Ou plutôt non : deux rats
Un rat dégout et un rat des goûts.
Ils avaient été capturés dans les égouts du palais
et le roi les avait fait dresser
dresser en redresseurs
redresseurs de goût comme il y a des redresseurs de tort ...
Ainsi, chaque jour à 17 h précises
étaient-ils convoqués au palais pour goûter le goûter du roi :
"Rat", disait le roi, "goûtez-moi ce goûter !"
Les deux rats se ressemblaient beaucoup
mais selon que c'était le rat dégout ou le rat des goûts qui
goûtait le goûter,
le goûter n'avait pas le même goût.
"Miam!" disait le rat des goûts, "que voici un goûter goûteux!!"
"Beurk!" disait le rat dégout, que voila un goûter dégoûtant!"
Alors le roi ne savait jamais à quoi se fier.
Un jour le roi en eut assez,
il mit les deux rats dans un panier,
un panier de crabes bien entendu.
Dans ce panier il y avait deux crabes
qui coupèrent les deux rats en tous petits morceaux
puis les mangèrent.
Mais voila ! :
Le crabe qui avait mangé le rat dégout
creva de dégoût
et le crabe qui avait mangé le rat des goûts
devint si délicat
qu'il ne pouvait plus goûter à rien sans le faire le petit doigt en l'air,
mais comme c'était un crabe
ce n'est pas le petit doigt mais la pince toute entière
qu'il tenait en l'air avec délicatesse
sans pouvoir d'ailleurs la refermer
ce qui est très gênant pour un crabe :
gênant pour goûter mais aussi pour marcher
car le crabe ne pouvait plus marcher qu'en basculant chaque fois sur le coté.

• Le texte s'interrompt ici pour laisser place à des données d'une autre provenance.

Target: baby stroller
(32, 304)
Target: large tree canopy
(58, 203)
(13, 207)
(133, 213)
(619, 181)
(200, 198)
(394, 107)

Le roi vit le crabe et cela lui plut beaucoup
car non seulement c'était amusant
et le crabe faisait un parfait crabbouffon
mais en plus en basculant ainsi
le crabe donnait chaque fois l'impression de faire la révérence
et cela comme chacun sait plait beaucoup aux rois.
Qui plus est,
ce crabe délicat était un parfait goûteur,
qui appréciait tous les goûters du roi par un
"Miam! que voici un goûter goûteux!!"
qu'il avait hérité du rat des goûts qu'il avait mangé
et qui rendait le roi très heureux de manger son goûter.
C'est ainsi que le roi adopta le crabe
et qu'ils furent très heureux jusqu'à la fin de leurs jours
ou plutôt
jusqu'à la fin des jours du crabe
c'est à dire jusqu'au jour où le roi se lassa de son crabbouffon
et décida de le bouffer
en rat-goût.
Gipsy la souris *
Gipsy la souris était toujours de méchante humeur.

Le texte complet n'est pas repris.